-part19-もっと
「ちょっと、私もトイレ行きたい。紘一借りるね」
「あぁ。そこの角だから」
「分かった。ありがとう」
奈菜がトイレで席を立った後に、美穂に向かって言う。
「おい、美穂。さっきのはなんだ?」
「兄貴。ごめん言い過ぎた」
俺から、怒られるのが分かっていたからか、美穂はすぐに謝ってきた。
「知ってるだろ。奈菜が上がり症だって」
俺が奈菜と仲良くなってから、別にみんなと距離を取りたくて取っていた訳ではない。自身が極度のあがり症であるから打ち明けてくれた。それからは、俺が間に入り友達みんなとの仲を取り持つようにして、徐々にみんなと馴染める様になっていったのだ。
「でも、明らかに、奈菜は兄貴に依存・・・」
「なんの話?紘一。早くゲームの続きやろ」
奈菜がトイレから戻って来た。
「・・・兄貴、何か飲み物貰ってもいい?」
「飲み物?冷蔵庫から好きな奴取っていいぞ」
「やったー。って、お茶しかないじゃん」
嬉々として、冷蔵庫の扉を開けた美穂だったがジュースは品切れ状態。
「二人だけ、ジュースずるい」
「お茶で我慢しろよ」
駄々をこねて、ジュースを買いに行かせようという作戦だろが、俺には通用しないぞ。
「これ、さっきの撮った写真なんだけど」
「どのジュースが要るんだい。可愛い妹よ」
* * * *
「私もジュース買いに行くよ」
「いいよ。コンビニまで行かないと行けないだし。なんで、2リットルサイズで頼むんだよ」
紘一は、私と美穂ちゃんを置いて、ジュースを買いに行ってしまった。
「兄貴にべったりですねぇ~」
「それは、美穂ちゃんもでしょ。どうせ、私の邪魔をしに来たんでしょ」
「・・・相変わらず、兄貴の事になると上がり症を疑う素振りになるね・・・」
・・・いつもなら、人にどう思われるているかで、胸がいっぱいになって不安でどうしようもなくる。だから、昔は人と関わらないようにしてきた。

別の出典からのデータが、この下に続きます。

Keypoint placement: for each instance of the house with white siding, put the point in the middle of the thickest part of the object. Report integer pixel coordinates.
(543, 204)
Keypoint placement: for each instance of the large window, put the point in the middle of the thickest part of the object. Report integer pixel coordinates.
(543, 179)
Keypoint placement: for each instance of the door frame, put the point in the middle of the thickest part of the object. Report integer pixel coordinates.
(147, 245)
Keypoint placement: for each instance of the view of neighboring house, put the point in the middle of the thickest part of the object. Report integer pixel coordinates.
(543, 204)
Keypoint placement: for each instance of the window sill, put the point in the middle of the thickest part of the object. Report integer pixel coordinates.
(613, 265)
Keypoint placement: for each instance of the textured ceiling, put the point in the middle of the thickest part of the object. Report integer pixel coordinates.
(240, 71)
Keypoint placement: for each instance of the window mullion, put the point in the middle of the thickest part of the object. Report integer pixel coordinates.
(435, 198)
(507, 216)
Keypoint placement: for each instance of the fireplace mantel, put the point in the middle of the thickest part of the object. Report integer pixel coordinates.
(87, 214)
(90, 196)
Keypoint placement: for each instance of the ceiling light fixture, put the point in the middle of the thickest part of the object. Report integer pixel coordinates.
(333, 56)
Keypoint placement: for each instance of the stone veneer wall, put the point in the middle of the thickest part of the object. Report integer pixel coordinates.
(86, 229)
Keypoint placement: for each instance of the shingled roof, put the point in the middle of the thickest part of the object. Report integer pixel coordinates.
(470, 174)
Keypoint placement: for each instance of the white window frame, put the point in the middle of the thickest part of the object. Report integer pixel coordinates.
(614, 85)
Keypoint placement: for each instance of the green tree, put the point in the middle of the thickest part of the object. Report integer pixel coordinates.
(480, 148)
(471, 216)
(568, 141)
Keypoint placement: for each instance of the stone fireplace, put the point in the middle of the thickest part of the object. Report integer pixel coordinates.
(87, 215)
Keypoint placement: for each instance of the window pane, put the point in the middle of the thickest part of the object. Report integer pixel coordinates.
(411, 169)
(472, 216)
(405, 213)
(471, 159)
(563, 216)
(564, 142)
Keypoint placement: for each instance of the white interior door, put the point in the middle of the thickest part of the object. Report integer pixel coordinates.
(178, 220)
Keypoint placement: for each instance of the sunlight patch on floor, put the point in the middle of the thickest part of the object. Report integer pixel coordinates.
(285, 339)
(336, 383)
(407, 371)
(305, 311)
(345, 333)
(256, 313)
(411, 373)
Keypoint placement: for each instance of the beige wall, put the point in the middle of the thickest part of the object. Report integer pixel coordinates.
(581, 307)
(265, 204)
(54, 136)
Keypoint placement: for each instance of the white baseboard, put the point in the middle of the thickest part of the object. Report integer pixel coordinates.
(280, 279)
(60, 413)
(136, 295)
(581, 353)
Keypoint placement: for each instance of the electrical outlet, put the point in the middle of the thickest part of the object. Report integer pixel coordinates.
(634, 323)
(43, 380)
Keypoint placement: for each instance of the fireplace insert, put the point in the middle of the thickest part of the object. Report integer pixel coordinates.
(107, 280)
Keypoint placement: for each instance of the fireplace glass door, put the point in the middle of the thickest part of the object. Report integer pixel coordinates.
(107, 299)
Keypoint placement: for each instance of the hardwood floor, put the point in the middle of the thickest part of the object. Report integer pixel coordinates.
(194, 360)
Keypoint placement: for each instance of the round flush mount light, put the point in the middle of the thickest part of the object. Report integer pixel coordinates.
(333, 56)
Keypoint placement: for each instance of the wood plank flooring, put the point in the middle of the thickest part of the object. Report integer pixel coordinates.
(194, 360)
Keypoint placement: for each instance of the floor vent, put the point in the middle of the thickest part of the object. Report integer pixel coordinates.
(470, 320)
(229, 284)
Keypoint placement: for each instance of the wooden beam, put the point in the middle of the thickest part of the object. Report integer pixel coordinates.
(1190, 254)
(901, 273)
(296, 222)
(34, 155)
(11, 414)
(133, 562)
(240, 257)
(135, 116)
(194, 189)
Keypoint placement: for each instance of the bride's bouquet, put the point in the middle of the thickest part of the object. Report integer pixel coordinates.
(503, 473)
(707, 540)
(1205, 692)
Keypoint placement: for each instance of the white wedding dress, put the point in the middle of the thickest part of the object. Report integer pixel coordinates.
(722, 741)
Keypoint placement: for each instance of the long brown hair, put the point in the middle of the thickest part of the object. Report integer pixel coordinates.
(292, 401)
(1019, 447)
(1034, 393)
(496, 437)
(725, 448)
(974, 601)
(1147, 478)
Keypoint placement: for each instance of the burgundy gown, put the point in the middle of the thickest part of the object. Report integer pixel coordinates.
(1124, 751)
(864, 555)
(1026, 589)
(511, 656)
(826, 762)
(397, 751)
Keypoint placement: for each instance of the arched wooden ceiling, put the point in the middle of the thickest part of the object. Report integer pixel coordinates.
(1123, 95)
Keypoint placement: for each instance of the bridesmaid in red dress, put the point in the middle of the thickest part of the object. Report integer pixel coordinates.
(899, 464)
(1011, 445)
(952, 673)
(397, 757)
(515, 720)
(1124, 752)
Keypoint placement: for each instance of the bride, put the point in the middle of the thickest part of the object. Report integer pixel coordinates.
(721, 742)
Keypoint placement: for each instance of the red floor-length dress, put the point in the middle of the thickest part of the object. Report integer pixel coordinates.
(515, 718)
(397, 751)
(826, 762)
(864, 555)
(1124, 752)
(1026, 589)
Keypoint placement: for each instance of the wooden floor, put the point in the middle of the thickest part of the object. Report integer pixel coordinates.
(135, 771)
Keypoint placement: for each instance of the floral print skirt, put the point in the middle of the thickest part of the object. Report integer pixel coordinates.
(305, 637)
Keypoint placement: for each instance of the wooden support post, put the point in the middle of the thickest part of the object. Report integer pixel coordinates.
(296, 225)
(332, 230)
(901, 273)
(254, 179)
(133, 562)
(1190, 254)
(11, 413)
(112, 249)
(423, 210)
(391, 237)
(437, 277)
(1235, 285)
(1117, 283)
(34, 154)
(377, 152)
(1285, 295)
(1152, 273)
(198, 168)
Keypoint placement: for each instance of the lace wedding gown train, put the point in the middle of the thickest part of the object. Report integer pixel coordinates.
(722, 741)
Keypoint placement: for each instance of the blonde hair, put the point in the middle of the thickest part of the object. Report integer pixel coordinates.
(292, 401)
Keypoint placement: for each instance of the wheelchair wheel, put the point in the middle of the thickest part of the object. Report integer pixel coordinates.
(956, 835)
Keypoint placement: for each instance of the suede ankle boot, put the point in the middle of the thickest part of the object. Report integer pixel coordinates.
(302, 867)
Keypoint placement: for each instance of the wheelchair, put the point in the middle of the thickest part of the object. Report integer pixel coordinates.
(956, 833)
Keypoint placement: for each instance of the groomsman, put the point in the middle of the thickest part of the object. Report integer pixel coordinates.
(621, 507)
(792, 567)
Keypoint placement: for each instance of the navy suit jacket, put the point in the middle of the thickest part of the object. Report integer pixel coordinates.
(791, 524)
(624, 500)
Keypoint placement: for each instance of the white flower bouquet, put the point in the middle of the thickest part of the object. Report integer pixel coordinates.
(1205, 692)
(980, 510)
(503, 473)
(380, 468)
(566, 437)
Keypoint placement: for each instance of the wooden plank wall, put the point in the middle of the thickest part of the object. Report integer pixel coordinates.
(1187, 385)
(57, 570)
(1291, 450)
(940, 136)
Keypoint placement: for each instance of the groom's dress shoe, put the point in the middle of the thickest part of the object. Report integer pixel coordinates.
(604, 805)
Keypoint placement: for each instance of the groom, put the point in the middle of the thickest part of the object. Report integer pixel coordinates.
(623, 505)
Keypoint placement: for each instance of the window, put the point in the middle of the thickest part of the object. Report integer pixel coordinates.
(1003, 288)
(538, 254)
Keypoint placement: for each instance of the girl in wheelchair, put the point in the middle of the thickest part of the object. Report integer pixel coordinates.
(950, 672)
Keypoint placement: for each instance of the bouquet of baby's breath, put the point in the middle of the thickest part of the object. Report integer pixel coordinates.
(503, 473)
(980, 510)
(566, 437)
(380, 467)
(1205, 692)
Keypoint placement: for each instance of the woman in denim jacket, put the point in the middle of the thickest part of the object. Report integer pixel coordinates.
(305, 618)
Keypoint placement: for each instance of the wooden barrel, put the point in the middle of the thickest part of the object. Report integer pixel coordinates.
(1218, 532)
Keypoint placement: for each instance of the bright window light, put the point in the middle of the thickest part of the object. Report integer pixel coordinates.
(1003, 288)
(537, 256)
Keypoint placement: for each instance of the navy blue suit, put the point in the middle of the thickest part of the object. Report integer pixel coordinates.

けど、紘一の前では、どう思われてるなんて心配より別の感情でいっぱいになる。
もっと。話がしたい。
もっと。私を見て欲しい。
もっと。もっと。もっと・・・。
「———ちょっと。聞いてる?」
「ごめん、美穂ちゃん。聞いてなかった」
紘一の事で頭がいっぱいになってしまっていた。